Take me through how you recover.
Physical therapy has became a huge piece of the puzzle. I upped the amount of recovery: I do acupuncture, cupping, scraping, red light therapy, along with chiropractic work, and deep tissue massage. I have a hyperbaric chamber on site from Eleve that I’ll jump into. I’ve been using a Biostrap to monitor all of my stats, and I pay a lot of attention to my sleep, because that’s hugely important to everything else. In order to get good rest, I use Braintap guided meditations to calm my neurological system and make it easier to fall asleep. Getting those extra minutes in when I can matter. I recently put in a Master Swim Spa with a jacuzzi in our house. On top of the recovery value it adds, I also have the ability to do deepwater running to minimize the damage on my legs. It helps me to move my legs and build strength but not take any more pounding.

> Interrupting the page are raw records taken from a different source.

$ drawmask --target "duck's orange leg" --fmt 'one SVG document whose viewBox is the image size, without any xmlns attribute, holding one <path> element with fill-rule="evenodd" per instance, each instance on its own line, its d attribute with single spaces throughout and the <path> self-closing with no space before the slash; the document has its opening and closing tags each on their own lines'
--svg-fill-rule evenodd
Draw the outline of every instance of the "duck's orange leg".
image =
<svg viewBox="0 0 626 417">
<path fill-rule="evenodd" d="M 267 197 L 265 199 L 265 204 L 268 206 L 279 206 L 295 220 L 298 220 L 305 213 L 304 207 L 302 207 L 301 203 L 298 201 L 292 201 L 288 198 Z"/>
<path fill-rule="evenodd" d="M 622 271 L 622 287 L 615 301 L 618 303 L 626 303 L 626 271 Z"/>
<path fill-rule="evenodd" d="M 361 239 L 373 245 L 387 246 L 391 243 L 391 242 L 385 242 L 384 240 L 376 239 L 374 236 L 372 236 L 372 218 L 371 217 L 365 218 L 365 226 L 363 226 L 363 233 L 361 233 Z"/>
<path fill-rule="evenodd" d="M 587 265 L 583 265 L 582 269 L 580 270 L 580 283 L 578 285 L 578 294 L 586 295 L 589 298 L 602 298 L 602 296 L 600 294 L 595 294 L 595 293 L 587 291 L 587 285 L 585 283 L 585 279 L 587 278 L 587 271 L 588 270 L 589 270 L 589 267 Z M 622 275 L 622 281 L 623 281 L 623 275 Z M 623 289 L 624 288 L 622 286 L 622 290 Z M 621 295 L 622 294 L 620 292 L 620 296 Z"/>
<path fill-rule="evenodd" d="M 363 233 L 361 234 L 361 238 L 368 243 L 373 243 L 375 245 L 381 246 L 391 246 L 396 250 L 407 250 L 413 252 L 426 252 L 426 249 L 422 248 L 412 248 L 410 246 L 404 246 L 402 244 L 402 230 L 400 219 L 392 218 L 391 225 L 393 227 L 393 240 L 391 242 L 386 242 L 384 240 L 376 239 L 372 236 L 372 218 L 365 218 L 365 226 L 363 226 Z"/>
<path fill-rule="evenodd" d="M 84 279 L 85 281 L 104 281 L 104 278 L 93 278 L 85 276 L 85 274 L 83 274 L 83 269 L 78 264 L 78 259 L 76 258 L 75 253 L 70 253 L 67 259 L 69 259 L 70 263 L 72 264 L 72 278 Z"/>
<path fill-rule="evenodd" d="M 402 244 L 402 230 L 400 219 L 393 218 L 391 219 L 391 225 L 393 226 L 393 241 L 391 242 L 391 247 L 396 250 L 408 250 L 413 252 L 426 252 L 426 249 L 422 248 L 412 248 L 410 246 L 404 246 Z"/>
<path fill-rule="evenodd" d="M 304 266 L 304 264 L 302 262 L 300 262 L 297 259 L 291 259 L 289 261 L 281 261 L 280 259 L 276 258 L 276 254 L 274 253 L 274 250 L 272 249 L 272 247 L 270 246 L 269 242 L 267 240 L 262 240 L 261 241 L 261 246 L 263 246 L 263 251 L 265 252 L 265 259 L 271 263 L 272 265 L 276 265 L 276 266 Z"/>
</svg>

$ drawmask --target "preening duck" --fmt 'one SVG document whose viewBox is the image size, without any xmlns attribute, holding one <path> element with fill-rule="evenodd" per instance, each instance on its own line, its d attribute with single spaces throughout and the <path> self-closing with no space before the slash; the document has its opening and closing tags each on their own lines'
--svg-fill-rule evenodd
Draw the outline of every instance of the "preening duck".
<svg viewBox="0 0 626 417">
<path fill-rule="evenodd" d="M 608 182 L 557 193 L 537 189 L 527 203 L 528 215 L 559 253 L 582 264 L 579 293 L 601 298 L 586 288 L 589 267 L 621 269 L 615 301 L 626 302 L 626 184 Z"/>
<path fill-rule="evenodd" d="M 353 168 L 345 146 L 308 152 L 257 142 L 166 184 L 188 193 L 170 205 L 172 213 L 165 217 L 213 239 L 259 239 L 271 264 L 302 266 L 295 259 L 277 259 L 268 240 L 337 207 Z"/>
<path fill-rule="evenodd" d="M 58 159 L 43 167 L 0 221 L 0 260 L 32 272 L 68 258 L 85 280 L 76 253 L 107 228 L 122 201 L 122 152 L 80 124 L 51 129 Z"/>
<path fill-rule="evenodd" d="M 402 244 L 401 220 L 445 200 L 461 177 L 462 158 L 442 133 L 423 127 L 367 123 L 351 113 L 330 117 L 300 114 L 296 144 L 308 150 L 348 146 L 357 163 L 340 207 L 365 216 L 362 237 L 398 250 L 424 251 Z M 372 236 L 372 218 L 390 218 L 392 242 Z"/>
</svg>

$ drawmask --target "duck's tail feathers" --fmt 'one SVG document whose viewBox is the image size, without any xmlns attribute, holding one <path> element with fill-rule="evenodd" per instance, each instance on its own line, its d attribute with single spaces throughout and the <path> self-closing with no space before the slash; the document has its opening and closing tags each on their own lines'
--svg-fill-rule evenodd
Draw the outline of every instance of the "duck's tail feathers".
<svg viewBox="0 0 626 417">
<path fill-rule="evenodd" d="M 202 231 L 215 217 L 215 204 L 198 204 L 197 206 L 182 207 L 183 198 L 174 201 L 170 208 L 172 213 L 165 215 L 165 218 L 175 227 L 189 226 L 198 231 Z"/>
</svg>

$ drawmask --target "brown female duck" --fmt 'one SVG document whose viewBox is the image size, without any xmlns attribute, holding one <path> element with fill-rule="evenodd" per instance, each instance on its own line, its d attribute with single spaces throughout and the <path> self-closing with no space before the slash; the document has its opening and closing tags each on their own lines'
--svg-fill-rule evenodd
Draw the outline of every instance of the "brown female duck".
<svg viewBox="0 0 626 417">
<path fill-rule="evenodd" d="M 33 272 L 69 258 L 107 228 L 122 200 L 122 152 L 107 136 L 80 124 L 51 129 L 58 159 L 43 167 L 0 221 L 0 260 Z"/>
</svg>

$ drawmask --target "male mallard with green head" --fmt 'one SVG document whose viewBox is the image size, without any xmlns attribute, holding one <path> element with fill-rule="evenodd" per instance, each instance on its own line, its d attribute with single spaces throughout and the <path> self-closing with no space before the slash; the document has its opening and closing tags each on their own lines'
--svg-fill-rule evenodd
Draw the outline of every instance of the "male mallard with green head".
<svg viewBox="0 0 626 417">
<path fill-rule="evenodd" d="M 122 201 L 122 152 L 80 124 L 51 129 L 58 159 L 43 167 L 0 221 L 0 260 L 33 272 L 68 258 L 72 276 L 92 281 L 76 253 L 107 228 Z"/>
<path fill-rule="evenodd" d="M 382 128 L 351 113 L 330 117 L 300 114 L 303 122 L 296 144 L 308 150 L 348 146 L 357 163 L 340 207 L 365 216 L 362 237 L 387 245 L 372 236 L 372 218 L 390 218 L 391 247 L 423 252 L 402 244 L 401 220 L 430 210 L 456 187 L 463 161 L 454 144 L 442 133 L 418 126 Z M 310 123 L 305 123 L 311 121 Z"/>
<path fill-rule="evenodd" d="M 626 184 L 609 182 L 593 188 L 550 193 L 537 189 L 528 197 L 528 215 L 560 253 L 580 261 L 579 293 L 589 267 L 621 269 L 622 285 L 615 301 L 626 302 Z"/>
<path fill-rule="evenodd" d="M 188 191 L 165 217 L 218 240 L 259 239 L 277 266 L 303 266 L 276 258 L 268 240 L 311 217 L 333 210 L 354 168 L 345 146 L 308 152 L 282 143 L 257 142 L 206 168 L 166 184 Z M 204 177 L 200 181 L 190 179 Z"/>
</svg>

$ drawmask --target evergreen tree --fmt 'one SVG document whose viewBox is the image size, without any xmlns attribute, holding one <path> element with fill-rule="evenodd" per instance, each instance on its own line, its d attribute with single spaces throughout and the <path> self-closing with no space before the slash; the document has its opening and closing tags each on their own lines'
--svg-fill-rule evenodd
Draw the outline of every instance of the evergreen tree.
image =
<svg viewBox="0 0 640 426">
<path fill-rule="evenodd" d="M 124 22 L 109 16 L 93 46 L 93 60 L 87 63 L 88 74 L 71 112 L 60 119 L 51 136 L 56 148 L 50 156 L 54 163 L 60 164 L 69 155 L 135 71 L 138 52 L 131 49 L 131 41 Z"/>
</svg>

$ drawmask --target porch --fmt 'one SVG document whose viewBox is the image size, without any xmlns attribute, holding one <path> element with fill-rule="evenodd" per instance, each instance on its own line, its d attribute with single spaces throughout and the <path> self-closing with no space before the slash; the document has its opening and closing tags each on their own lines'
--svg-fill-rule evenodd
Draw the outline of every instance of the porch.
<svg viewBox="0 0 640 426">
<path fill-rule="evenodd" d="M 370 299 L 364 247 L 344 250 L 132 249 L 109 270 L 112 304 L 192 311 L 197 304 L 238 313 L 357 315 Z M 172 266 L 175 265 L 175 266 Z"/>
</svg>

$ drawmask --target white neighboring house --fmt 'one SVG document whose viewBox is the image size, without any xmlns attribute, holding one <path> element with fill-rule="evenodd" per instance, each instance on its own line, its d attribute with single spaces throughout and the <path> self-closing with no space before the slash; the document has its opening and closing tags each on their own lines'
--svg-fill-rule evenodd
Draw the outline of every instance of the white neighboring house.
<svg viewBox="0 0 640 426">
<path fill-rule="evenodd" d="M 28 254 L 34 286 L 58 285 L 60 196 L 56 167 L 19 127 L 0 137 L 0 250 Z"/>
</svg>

You’re using the same course every day until June 8 if all things go to plan. What are the benefits and challenges of repeating the same routes?
The beauty of this time around is we’ve removed the chaos of the previous challenge. It was crazy to be traveling all around the country. Getting up to do the same course every single day is a bit mind numbing, but it also removes the logistical challenges we were experiencing during the first feat.
How do you feel? Do you think you are going to accomplish the impossible again?
The whole team is confident. We have a great game plan. I’m taking it one moment at a time, and treating every day like the first day, but I feel great.